Knowing what he’d done to bring back his cousin in a society that condemned all magic, I could imagine the cycle of self-loathing that must have taken hold.
“I never saw you as a monster, though. A criminal, yes. Definitely a troublemaker. But even when I learned you were a radiant, I didn’t see you differently. I thought maybe you were like me.” He didn’t meet my eyes. “Since then, I’ve fought actual monsters. Not just wraith beasts or glowmen, but the kind of people who come out of hiding when the world falls apart. I’ve traveled through the wraithland of my own home. I’ve seen things I couldn’t begin to describe.”
“Like this?” We’d come to the battleground: a huge park surrounded by shops, taverns, and food stalls. I’d been here once before; people had been planting trees and beginning the frame of some kind of stage or platform. Now vines covered the brickwork, growing every second. Broken glass windows glimmered like teeth.
“Dear saints.” Melanie pressed her hands to her mouth.
Mist writhed between thousands of men and women caught mid-fight. Wraith beasts, too, had been trapped with their claws raised or their jaws clamped around a leg.
Many of our people were turned away, identifiable only by the knives painted on their uniforms, but I caught a few faces I knew. They blinked and gasped, and struggled against the solidifying mist, but it was futile.
I stepped toward them, as though I could help.
“Don’t get too close.” Melanie raised her arm to bar me from proceeding. “Remember what Ferris said happened when they threw in a pebble. It’s there.”
Indeed, a small piece of rock hung in midair.
“You heard Chrysalis. It won’t hurt me.” When I lifted my palm to the mist, it seemed to melt. It was still wraith, but simply the kind that changed things, rather than trapped. With another step, the floating pebble hit the ground with a faint clack. “I have to free our people while this immunity still works. Maybe they know where Patrick and Prince Colin are.”

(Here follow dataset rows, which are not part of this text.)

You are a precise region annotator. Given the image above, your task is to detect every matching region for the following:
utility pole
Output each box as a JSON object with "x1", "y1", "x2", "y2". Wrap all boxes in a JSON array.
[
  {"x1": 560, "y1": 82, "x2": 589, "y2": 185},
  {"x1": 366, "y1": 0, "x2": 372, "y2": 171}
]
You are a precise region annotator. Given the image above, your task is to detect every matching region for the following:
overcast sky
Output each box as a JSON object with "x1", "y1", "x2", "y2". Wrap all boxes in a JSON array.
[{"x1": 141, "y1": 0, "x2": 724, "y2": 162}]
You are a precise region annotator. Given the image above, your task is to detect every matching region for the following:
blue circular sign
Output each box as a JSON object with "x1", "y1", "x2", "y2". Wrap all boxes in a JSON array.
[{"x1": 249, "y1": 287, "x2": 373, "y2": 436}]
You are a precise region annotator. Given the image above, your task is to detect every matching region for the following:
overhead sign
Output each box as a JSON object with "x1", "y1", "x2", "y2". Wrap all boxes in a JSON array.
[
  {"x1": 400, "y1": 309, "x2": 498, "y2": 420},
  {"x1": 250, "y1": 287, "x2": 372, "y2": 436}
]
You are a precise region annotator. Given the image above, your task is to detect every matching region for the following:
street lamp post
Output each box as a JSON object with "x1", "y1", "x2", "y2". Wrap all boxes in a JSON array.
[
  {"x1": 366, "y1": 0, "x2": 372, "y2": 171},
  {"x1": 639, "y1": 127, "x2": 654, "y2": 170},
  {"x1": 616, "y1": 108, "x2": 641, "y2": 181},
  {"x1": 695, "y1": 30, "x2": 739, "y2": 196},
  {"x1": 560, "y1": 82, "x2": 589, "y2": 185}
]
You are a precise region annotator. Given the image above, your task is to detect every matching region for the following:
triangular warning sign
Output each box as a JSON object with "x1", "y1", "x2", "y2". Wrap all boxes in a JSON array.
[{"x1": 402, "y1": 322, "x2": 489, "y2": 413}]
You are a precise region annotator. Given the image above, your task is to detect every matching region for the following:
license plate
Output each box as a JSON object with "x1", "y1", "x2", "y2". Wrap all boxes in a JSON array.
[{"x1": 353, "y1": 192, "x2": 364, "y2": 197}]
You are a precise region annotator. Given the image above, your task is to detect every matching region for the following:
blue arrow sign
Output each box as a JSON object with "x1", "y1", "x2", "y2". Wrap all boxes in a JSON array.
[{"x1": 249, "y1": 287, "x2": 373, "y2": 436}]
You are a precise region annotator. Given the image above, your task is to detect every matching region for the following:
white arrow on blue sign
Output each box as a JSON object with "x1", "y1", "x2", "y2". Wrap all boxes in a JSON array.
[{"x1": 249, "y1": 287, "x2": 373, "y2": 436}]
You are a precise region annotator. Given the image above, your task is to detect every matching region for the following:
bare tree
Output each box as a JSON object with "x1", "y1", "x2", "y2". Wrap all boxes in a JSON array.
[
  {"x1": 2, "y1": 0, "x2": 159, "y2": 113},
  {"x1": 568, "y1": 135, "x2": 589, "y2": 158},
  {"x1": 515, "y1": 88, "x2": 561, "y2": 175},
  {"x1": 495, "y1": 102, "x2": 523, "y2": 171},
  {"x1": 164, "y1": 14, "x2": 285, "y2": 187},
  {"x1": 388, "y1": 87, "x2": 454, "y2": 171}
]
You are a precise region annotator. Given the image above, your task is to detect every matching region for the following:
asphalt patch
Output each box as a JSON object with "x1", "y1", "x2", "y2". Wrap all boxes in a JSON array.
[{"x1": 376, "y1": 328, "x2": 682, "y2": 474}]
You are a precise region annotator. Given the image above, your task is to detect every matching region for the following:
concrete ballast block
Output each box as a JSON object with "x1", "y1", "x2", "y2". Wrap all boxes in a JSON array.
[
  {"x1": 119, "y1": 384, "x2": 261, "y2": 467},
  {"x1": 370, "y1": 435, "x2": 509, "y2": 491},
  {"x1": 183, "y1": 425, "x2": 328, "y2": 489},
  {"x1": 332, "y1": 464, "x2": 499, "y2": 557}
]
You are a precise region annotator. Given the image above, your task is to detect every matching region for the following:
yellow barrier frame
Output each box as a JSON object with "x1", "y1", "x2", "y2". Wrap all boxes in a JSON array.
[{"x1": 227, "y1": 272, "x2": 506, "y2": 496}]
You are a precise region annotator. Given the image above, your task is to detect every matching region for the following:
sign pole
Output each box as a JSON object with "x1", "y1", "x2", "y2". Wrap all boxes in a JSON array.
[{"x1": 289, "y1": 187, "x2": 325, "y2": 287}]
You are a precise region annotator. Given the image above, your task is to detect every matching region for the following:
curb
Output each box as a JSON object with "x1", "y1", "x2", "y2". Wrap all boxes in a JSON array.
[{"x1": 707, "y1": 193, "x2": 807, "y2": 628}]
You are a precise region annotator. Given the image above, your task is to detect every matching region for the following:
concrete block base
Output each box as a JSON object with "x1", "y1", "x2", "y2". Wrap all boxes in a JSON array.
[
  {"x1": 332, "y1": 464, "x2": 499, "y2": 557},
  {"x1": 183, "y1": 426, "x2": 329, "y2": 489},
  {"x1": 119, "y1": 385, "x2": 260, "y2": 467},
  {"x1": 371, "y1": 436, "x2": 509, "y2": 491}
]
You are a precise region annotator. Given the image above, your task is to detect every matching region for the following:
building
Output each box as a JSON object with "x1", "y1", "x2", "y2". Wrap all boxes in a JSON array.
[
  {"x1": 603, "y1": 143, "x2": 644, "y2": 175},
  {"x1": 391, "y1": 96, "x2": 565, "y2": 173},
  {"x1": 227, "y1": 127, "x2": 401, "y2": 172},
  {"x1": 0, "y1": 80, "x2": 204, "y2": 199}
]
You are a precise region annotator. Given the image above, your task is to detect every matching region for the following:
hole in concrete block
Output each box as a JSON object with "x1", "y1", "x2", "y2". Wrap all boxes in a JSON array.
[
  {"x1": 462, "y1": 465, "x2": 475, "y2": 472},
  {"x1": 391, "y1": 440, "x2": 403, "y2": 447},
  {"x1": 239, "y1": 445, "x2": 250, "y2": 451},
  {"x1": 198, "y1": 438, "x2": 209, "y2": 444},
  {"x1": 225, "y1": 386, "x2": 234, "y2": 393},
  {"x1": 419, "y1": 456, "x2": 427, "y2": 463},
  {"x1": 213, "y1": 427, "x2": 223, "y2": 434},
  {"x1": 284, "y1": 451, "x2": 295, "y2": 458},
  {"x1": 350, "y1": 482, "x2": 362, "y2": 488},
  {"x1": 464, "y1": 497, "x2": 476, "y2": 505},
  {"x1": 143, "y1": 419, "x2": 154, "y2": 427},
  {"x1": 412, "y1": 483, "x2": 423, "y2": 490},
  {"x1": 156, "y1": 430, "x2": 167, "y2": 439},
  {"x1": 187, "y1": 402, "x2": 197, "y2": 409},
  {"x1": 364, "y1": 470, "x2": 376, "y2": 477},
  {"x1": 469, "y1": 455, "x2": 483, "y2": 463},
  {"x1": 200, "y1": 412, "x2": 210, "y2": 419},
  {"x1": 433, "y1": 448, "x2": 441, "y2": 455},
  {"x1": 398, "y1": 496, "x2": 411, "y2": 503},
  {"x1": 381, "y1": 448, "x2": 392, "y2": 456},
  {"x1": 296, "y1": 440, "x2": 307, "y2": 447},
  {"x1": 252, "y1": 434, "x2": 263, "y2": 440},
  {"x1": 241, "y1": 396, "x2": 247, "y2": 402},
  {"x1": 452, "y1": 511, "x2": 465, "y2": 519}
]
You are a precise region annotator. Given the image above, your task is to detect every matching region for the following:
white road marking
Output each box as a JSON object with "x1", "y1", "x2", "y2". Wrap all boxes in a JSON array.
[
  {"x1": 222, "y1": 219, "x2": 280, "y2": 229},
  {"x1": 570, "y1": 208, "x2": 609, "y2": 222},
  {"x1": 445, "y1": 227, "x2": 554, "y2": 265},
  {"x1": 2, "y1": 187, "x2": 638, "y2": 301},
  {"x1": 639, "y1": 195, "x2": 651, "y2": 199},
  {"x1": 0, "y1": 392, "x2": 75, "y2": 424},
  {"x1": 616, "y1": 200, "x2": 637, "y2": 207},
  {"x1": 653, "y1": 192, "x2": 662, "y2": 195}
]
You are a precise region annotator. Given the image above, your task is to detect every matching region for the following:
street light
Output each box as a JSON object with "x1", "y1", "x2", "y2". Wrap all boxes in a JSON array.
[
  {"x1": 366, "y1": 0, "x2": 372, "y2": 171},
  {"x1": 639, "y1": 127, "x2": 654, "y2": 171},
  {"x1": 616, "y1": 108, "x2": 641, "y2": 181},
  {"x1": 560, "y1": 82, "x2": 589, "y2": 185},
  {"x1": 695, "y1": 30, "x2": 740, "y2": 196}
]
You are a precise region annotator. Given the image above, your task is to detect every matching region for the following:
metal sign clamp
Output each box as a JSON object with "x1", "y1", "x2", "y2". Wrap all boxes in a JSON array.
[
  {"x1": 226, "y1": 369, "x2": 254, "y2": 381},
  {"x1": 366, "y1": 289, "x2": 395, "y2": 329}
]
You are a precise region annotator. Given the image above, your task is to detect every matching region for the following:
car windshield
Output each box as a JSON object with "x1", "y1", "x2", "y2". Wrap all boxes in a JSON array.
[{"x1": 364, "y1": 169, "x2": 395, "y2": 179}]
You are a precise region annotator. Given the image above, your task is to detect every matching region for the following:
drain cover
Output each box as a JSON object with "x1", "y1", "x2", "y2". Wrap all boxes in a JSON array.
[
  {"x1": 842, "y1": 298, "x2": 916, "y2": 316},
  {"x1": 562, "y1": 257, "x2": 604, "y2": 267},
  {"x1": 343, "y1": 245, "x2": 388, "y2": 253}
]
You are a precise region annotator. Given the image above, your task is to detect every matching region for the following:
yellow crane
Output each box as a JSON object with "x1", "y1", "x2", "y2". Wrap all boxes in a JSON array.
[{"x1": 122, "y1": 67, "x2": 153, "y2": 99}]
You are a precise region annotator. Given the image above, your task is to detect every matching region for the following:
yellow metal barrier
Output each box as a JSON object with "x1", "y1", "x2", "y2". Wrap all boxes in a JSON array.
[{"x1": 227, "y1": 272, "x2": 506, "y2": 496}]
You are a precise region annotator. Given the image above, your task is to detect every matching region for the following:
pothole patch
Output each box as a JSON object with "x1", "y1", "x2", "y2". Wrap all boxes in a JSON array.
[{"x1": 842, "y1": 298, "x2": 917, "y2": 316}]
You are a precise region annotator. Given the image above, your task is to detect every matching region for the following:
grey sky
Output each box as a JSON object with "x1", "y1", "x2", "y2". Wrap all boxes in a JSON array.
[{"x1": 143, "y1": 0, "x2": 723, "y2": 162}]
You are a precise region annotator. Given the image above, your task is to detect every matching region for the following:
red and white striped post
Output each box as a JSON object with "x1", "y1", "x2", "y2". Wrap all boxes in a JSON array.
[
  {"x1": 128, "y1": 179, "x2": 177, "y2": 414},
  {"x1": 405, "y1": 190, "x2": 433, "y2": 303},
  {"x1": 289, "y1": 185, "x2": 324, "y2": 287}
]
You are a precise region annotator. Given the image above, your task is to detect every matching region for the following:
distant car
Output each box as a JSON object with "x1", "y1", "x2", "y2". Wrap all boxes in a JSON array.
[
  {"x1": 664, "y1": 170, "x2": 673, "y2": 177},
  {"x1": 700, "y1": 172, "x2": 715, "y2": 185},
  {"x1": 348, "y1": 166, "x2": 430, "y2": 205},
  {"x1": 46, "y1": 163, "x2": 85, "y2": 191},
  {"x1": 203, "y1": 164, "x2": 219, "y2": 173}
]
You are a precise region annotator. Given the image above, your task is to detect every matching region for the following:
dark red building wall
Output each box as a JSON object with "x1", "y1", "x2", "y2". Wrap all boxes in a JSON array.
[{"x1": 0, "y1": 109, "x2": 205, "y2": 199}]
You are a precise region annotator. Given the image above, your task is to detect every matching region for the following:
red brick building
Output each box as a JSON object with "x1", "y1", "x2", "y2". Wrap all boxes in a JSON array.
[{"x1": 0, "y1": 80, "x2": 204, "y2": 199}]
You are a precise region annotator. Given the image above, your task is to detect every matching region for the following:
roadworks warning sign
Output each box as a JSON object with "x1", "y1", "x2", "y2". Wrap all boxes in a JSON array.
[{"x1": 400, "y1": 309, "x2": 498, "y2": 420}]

“Fine.” Melanie crossed her arms. “In the meantime, we’ll just stand here, useless.”
“Don’t be foolish. Find a building to climb up and get a good look at everything. Or go around the edges and look for Patrick and Prince Colin there. Just don’t touch the mist.” That wasn’t a useful instruction; there was mist everywhere. “Look, you can see how this mist is different. It sheers off at the edge of something, and there’s a shimmer to it.”
“I see it.” Melanie scowled.
My smile was forced. “Take James; that way we’ll each have a boy to look after.”
James and Tobiah shot each other unamused looks, but after a moment, Melanie and James went off together, discussing their best course of action.
I took another step into the mist, which melted at my nearness. “Watch my back, Black Knife.”
“Intently.”
Another step, and then another. I reached the nearest soldier with a black knife on her uniform. She’d been trapped in a silent scream, someone’s blade coming toward her from behind. I’d seen her before. Met her once. Her name was . . . Denise something.
“It’s all right, Denise,” I murmured. “I’m going to free you.”
Her eyes widened as the mist cleared away. Her mouth moved. She dropped from the wraith’s grasp and pointed behind me.
I drew my sword and spun, letting the mist scatter and melt around me.
A figure in a shredded indigo uniform limped around a corner. Blood poured down his cheek and neck, and his skin shone with sweat. He kept one arm tucked against his chest.
“Uncle.” Tobiah moved toward him, but stopped as Prince Colin hefted a sword with his good arm.
“I should have known I’d find you with her.” Prince Colin’s glare cut from Tobiah to me, his eyes narrowed. “Flashers. Filthy creatures. You deserve to die in this stuff, not my people.” He brought his sword around, cutting through banners of wraith accumulating around him. It didn’t help.
“Is that why you attacked the city?” Tobiah sidestepped so that he was between his uncle and me. “Because of Wilhelmina’s magic? Or because you don’t want to give up Aecor?”
Denise was kneeling in the muck, silently gasping, but recovering. I moved toward another black-knifed soldier, freeing him while Tobiah had Prince Colin distracted.
“You planned this.” Prince Colin shuddered as heat blasted through the street. “The coronation. Patrick Lien’s release. The wraith destroying us both.”
“We didn’t plan anything.” Tobiah’s voice was firm. “Do you really think I want to see another place become wraithland?”